Il arrive qu’à bout d’ans, un des mâles de cette famille de quatorze feux, exténué de fatigue, l’échine et les reins rompus, laisse au matin les autres partir sans les accompagner. Au retour, on retrouve l’aïeule près du lit : dans les draps une figure rigide ressemble à une très lointaine sculpture déchiquetée par le temps. L’aïeule, comme elle a dit pour la naissance les paroles sacrées, a prié pour la mort, en tâchant de joindre ses mains de silex qui ne peuvent plus se croiser. Elle a fermé les yeux, elle a clos les mâchoires, elle a béni pour les absents celui qui s’en est allé. Maintenant tous viennent l’un après l’autre ; ils disent à leur tour les prières ; les fils sans pleurer considèrent l’antique souche de laquelle ils sont sortis ; et ils pensent que tout est bien, puisque ce corps a fait son temps et n’est plus bon pour le travail. Ensuite ils vont dans le bois, scient quatre planches, les clouent solidement ensemble par-dessus le mort. La pointe des clous çà et là pénètre dans les os ; mais ils résistèrent à la vie, ils résisteront bien aux clous de la bière, indestructibles, lents à s’émietter, voués à éterniser, sous la terre du champ, ces morts de paysans qui, après cinquante ans, ont encore l’air de la vie.

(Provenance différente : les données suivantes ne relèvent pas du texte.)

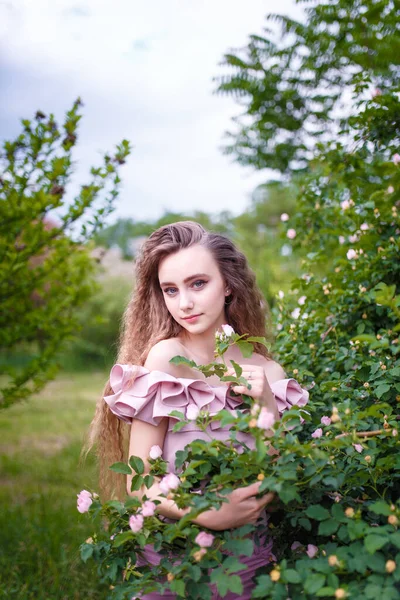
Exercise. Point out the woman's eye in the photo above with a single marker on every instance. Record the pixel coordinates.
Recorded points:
(170, 291)
(199, 284)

A quatre, en se relayant, on porte le faix. Par le chemin des baptêmes, à travers la montagne, on s’en va sous la charge, vers l’eau bénite et les fosses. Personne n’a de larmes : quelqu’un, à propos de la terre et des semailles, dit un mot ; puis le silence retombe, on n’entend plus qu’un piétinement lent et scandé qui s’enfonce sous les taillis. Et quelques heures plus tard, tout est consommé : le prêtre a ratifié la bénédiction de l’aïeule ; il a écouté le mort, il l’a absous. Les fils de la terre, les cœurs simples ne pèchent pas devant Dieu.

Un jour, passant par là, je démarrai la barque et traversai la rivière, — cette Lesse fantasque et jolie aux barrages écumeux, aux friselis d’eaux cristallines sur ses galets rouilleux, aux ténébreuses plongées en des gouffres de cavernes, et qui garde, pour mon cœur d’homme des bois, le charme d’un vieil amour. Midi plombait les roches et l’air. Sous les herbes grillées, la cigale éperdument grésillonnait. Des pigeons roucoulaient sur un toit. Je pénétrai dans le hameau, poussai une porte, puis une seconde. Les maisons étaient vides. Des sabots tout à coup battirent sur un seuil : je vis se dresser la haute stature de l’aïeule. Sa main qu’elle portait à son oreille me fit signe qu’elle n’entendait plus. Elle me dit qu’on l’appelait la tante Johanna ; huit des ménages étaient sortis de son flanc ; elle avait nonante-trois ans.

Autrefois, toute petite, son père l’avait menée à la ville. Elle n’y était plus retournée que deux fois ensuite. La terre l’avait prise comme elle avait pris les autres, corps et âme ; elle en avait fait la créature vouée aux maternités et aux labours, la serve qui meurt dans les sillons où elle naquit, après avoir ouvert sa matrice aux races et sa main aux semailles.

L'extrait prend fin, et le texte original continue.